Friday brought our first GAL full group lecture, with Ervin Somogyi providing a very strong start for the info packed day. (Ervin graciously filled in at the last minute for Jimmy D'Aquisto who was unable to attend due to illness.) Workshops by John Koster, Don MacRostie, and Dana Bourgeois followed. The exhibition was in full swing by Friday with luthiers showing off their latest masterpieces and dealers selling their hottest lutherie products and woods. As always, when luthiers get together impromptu jam sessions soon follow and musicians were found in many dorm rooms and lounges, with overflow spilling onto the grounds outside. Friday evening was packed with two workshop sessions presented by Jim Williams, Ervin Somogyi, and John Curtis; and Dana Bourgeois, Geary Baese, and R.E. Brune.

Saturdays are always intense at Guild conventions, and this Saturday was no exception. Both Ed Campbell and Marc Silber delivered excellent lectures, in the morning and evening respectively, while the afternoon was crammed with more in-depth workshops by Tom Ribbecke, Marc Silber and Ed Campbell. The last exhibition of the convention was even more hectic than the previous days, with luthiers madly rushing to get that last look at instruments and purchase a few more tools, books or wood sets. To add to the general pandemonium, the silent auction was held during the last half hour, with everyone scribbling bids hotly for small items in this section of the auction. The even more exciting and boisterous regular auction/party was held later that evening at the Washington Street Arts Center into the wee hours of Sunday morning.

It was truly amazing that anyone could get out of bed, let alone attend lectures, on Sunday morning. Everyone did, though probably a few with well-earned headaches. The fact that Jim Williams, Dan Erlewine and Bryan Galloup were delivering informative lectures was no doubt the incentive for such stamina. The GAL business meeting was the last event of the most info-packed convention in the Guild's history.

We must first give a hearty thanks to Director Andre Larson and the staff of the Shrine to Music Museum, especially the indefatigable Joe Johnson. Joe and his staff of work-study students from the college were invaluable in making the convention run as smoothly as possible, in spite of overflow crowds, campus work slow-downs and a bomb threat. If ever anyone could be in two places at once, Joe is the guy that can pull it off. Members were once again enthralled by the beautiful instruments housed in the Shrine to Music Museum and took advantage of the opportunity to view them for long periods of time. Ours was the largest meeting ever hosted by the SMM!

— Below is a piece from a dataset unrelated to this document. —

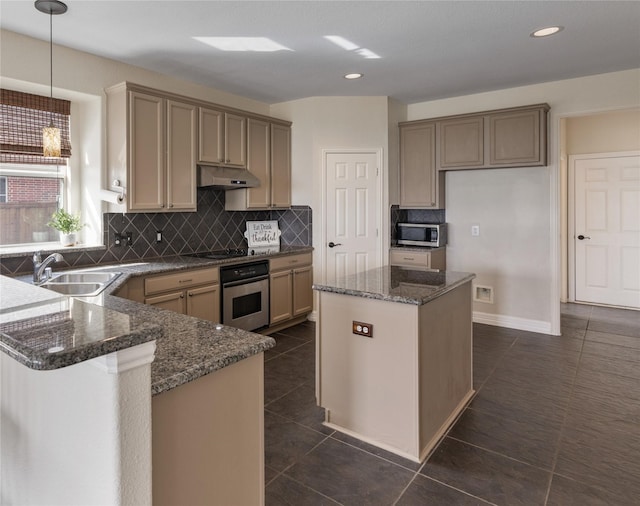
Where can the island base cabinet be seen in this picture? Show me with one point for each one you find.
(208, 438)
(403, 387)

The entire Guild office staff of Tim and Deb Olsen, Bon Henderson, Dale Phillips, and Jon Peterson were all in high gear to put it mildly. Remote staffers Cyndy Burton and Nicholas Von Robison also slaved behind the scenes. Family friend and pro photographer Dale Blindheim came all the way from Seattle to help us out. Special thanks goes to Bob Desmond (an actual Disney World Staff Photographer!) who generously donated his services during the event and made the often-excruciating group photo session as painless as it has ever been. Thanks to Dennis Fasset for lending his video camera, and to Flood music for providing PA equipment. Lots of people pitched in moving chairs, cleaning up after the exhibition, and ferrying people and cargo to and from the auction. As always, no one works as hard as Todd Brotherton during the convention. We really depend on his tireless and unselfish efforts.

So thanks, everybody, for the greatest convention ever. Generations yet unborn will benefit!